Let $F(x),G(x) \in \mathbb{Z}[x]$ with $G(x)$ being irreducible in $\mathbb{Z}[x]$. (By irreducible, we mean that if $G(x)=A(x)B(x)$ for $A(x),B(x) \in \mathbb{Z}[x]$, then either $A(x)$ or $B(x)$ is a unit. In other words if we have such a factorization, then $A(x)$ or $B(x)$ is necessarily $\pm1$). If $G(x) \big| F(x)$ in $\mathbb{Q}[x]$, then can we conclude that $G(x) \big| F(x)$ in $\mathbb{Z}[x]$?
Here is my naïve attempt. We can write $F(x) = G(x)H(x)$ for $H(x) \in \mathbb{Q}[x]$. We can further write $H(x) = ch(x)$ with $c \in \mathbb{Q}$ and $h(x) \in \mathbb{Z}[x]$. Putting it together we get that $$F(x) = cG(x)h(x).$$ If I can argue that $c \in \mathbb{Z}$ then we are done. I believe this is were the irreducibility of $G(x)$ comes into play. All we know is that since $G(x)$ is irreducible in $\mathbb{Z}[x]$, then it is also irreducible in $\mathbb{Q}[x]$. But where do we go from here?
The desired conclusion for arbitrary $G(x)$ holds if and only if $G(x)$ is primitive; that is, if the content of $G$ is $1$.
Recall that for a polynomial $p(x)\in\mathbb{Z}[x]$, the content of $p(x) = a_nx^n+\cdots + a_1x + a_0$ is defined to be $$\mathrm{con}(g) = \gcd(a_0,a_1,\ldots,a_n).$$ A polynomial is primitive if its content is $1$.
Gauss's Lemma states that the product of primitive polynomials is primitive. Since every polynomial $q(x)\in \mathbb{Z}[x]$ can be written uniquely (up to sign) as $q(x) = cp(x)$ where $c\in\mathbb{Z}$ and $p(x)$ is primitive, it follows that for any $r(x),s(x)\in\mathbb{Z}[x]$, we have $\mathrm{con}(rs) = \mathrm{con}(r)\mathrm{con}(s)$.

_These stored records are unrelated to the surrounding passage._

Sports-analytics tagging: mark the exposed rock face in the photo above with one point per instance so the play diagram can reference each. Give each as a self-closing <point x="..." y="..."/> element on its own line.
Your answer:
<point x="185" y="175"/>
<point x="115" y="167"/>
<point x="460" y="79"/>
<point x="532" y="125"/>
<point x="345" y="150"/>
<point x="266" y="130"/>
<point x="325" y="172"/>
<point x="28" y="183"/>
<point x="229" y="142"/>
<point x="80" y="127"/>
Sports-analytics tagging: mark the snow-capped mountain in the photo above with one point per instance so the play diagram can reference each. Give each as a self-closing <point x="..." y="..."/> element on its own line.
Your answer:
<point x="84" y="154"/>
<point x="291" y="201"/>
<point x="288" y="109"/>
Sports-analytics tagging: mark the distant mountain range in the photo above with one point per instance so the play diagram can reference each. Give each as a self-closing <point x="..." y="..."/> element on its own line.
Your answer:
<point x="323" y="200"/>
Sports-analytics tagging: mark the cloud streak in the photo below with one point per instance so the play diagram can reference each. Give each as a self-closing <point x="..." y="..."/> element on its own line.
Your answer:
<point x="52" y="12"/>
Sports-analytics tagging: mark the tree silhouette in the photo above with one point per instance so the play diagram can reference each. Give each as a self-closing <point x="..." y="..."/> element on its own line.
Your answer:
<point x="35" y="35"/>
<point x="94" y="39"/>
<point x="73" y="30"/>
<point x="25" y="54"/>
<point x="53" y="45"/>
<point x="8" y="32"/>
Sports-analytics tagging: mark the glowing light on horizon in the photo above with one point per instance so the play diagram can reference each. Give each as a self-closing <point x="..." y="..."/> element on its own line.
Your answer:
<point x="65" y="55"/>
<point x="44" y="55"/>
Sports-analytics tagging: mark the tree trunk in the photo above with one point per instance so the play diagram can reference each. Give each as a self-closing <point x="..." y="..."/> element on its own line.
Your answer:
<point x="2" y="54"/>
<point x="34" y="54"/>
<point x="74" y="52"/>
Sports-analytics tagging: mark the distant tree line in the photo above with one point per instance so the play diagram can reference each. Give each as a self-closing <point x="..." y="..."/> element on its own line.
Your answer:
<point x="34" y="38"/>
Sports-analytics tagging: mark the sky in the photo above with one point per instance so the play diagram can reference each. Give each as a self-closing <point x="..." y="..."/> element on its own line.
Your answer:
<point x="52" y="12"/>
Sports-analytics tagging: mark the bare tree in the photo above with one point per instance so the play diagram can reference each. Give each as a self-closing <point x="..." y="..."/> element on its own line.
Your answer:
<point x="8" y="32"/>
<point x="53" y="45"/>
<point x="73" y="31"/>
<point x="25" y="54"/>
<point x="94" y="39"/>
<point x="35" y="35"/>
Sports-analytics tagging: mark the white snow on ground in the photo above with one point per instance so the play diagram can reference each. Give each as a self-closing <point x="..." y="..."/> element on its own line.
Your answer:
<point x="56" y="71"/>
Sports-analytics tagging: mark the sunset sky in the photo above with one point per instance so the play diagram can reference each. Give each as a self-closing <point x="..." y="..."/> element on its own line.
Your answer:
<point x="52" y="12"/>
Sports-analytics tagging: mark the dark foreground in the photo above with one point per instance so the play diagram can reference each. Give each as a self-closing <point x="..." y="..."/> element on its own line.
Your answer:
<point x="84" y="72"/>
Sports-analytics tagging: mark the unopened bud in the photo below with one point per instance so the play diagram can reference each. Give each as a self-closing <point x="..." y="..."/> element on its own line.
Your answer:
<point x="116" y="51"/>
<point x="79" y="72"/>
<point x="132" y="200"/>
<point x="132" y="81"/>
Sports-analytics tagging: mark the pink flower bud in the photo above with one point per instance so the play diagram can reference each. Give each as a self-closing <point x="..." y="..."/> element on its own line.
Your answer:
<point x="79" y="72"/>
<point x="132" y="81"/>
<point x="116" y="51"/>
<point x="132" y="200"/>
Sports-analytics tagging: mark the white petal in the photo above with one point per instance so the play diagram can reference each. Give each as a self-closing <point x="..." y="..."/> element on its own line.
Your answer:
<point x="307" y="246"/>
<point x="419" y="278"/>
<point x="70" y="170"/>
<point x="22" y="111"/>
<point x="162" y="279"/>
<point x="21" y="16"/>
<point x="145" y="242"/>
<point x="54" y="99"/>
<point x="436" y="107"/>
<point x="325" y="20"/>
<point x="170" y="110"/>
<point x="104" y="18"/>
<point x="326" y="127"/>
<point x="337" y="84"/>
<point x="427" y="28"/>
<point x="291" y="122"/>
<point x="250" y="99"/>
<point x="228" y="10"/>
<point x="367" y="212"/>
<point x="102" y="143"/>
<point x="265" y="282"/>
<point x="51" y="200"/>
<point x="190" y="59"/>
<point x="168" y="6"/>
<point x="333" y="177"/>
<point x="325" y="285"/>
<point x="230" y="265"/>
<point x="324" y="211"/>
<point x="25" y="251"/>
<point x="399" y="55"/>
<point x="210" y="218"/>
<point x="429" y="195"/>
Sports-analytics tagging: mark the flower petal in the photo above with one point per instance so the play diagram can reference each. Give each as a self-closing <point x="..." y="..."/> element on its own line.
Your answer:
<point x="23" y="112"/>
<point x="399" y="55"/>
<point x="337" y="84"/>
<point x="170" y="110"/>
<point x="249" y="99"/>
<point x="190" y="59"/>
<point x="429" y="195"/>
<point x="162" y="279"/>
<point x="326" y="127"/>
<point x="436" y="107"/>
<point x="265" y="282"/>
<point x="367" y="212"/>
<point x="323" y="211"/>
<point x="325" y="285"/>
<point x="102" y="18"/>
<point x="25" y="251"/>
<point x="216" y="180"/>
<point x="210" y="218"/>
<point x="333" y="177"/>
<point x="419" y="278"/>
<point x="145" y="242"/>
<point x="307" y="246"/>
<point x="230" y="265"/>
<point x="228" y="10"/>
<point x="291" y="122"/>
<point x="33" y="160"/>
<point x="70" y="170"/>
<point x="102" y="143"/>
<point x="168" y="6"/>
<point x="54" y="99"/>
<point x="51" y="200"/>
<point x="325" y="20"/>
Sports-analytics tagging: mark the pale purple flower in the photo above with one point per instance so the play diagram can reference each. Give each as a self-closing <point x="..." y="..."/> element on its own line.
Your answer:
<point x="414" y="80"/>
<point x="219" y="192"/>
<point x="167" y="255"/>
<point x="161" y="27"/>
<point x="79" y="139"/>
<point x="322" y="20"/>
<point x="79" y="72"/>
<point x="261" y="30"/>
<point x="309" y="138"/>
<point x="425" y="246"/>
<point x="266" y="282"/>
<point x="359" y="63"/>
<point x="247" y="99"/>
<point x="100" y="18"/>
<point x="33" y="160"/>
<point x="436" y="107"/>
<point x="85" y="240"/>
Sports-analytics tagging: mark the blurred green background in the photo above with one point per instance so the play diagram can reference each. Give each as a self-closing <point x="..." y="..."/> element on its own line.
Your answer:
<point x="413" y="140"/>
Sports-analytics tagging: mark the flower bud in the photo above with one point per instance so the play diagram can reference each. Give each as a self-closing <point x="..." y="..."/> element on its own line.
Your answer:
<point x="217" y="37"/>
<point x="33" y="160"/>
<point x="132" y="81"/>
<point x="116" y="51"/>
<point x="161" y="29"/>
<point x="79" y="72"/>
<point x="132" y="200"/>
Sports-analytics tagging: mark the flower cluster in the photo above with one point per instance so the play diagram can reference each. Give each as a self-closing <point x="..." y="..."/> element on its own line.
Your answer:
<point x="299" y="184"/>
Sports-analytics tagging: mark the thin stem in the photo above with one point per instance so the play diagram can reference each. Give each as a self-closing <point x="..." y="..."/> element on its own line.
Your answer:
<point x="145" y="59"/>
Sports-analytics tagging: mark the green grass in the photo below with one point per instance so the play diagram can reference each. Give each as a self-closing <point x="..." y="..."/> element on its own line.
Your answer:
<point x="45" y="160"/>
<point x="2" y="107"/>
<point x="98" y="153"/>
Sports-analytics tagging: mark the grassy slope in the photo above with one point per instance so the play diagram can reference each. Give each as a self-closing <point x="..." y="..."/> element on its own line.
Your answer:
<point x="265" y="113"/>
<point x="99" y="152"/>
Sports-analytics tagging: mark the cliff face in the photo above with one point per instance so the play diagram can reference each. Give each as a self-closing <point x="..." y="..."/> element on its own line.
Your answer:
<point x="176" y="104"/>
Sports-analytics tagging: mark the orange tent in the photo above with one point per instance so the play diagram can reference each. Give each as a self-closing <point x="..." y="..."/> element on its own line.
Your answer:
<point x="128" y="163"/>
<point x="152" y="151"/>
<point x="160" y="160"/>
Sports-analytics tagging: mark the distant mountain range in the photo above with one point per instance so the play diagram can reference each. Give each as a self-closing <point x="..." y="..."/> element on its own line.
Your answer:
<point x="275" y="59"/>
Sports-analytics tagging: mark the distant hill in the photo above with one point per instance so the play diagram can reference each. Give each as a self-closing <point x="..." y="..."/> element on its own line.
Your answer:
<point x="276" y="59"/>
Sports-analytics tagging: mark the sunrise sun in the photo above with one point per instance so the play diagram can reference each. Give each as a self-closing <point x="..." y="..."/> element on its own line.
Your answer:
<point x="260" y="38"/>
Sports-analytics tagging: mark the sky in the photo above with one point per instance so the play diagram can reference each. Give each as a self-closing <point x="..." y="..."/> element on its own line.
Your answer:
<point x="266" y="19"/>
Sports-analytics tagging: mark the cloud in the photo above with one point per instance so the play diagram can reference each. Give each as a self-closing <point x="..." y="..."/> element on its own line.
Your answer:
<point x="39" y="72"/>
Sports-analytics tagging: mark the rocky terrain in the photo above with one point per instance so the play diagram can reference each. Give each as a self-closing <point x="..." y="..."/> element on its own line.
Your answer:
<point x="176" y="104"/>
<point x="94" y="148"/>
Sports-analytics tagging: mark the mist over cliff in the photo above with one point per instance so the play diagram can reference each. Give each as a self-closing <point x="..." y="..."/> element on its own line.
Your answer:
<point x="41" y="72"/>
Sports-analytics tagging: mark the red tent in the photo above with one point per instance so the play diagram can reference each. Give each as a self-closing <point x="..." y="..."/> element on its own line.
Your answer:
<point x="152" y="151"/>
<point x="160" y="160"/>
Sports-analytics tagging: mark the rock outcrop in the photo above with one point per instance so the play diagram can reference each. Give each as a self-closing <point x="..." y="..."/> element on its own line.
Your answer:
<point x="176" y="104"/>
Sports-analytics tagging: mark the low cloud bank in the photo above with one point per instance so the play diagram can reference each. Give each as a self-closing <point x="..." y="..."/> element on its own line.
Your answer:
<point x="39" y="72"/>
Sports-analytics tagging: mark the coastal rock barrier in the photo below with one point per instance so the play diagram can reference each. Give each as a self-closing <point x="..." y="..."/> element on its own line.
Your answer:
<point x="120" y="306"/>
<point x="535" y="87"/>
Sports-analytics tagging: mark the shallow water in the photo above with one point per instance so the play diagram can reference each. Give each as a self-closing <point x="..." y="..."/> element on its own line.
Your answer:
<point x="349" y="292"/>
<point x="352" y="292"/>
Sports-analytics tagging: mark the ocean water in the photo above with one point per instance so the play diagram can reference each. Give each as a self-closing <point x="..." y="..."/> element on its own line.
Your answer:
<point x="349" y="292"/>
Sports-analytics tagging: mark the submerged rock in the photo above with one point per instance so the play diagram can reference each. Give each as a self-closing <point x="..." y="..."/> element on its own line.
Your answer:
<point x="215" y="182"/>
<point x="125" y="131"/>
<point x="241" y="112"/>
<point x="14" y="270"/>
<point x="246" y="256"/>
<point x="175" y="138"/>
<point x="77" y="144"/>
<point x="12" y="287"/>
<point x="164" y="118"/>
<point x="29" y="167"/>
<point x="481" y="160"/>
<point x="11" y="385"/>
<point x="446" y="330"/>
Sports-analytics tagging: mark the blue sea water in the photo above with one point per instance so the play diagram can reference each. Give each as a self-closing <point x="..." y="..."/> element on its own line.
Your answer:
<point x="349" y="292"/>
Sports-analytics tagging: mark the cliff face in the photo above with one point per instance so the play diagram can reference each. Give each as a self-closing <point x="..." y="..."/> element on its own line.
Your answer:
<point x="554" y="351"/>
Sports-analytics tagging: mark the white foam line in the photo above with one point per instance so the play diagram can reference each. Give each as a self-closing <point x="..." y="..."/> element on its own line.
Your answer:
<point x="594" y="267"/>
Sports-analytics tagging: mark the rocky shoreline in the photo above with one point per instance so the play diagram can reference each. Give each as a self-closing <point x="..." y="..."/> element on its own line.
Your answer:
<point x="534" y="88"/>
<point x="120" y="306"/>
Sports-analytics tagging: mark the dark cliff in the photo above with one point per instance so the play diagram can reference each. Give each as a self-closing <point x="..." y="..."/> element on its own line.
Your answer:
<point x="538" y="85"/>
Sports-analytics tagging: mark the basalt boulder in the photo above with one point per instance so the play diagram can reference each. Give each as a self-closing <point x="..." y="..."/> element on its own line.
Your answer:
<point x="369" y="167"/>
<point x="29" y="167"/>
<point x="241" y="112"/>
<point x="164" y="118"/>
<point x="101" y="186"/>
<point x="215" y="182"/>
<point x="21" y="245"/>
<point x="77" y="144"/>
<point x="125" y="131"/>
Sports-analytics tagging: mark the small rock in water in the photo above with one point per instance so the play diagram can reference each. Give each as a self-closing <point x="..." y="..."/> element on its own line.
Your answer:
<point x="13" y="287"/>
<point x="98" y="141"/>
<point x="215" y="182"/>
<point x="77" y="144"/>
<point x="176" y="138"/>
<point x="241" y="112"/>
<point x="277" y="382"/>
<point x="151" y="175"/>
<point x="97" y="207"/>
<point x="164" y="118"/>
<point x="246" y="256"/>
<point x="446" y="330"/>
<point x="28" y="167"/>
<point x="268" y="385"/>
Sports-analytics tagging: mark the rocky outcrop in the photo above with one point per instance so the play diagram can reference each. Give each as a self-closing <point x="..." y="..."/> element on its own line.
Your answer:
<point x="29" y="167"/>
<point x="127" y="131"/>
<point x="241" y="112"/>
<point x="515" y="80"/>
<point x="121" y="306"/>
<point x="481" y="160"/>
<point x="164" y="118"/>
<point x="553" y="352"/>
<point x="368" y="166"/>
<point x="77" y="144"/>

Likewise, every polynomial $f(x)\in\mathbb{Q}[x]$ can be written uniquely (up to sign) in the form $f(x) = rg(x)$, where $g(x)\in\mathbb{Z}[x]$ is primitive and $r\in\mathbb{Q}$.
Assume first that $G(x)$ is primitive. Writing $H(x) = ch(x)$ with $h(x)$ primitive, we have that $F(x) = c(G(x)h(x))$ with $G(x)h(x)$ primitive, hence $\mathrm{con}(F)=c$, so $c$ is an integer; thus, $H(x)\in\mathbb{Z}[x]$, so $G(x)$ divides $F(x)$ in $\mathbb{Z}[x]$.
Conversely, assume that $G(x)$ is not primitive. Write $G(x) = cg(x)$ with $g(x)\in\mathbb{Z}[x]$ primitive. Then $G(x)$ divides $g(x)$ in $\mathbb{Q}[x]$, but does not divide it in $\mathbb{Z}[x]$, since $c$ is not a unit.
Note that we do not require $G(x)$ to be irreducible.
Now, if we add the assumption that $G(x)$ is irreducible, then we see that the only irreducible polynomials that are not primitive are the primes. Thus, for an irreducible polynomial $G(x)$, the result holds if and only if $G(x)$ is not constant.
You can also prove this using the fact that $\mathbb{Z}[x]$ is a UFD whose irreducibles are the integer primes and the primitive polynomials that are irreducible in $\mathbb{Q}[x]$, but this type of result is usually a stepping stone along the way of proving that, so presumably you cannot invoke that fact.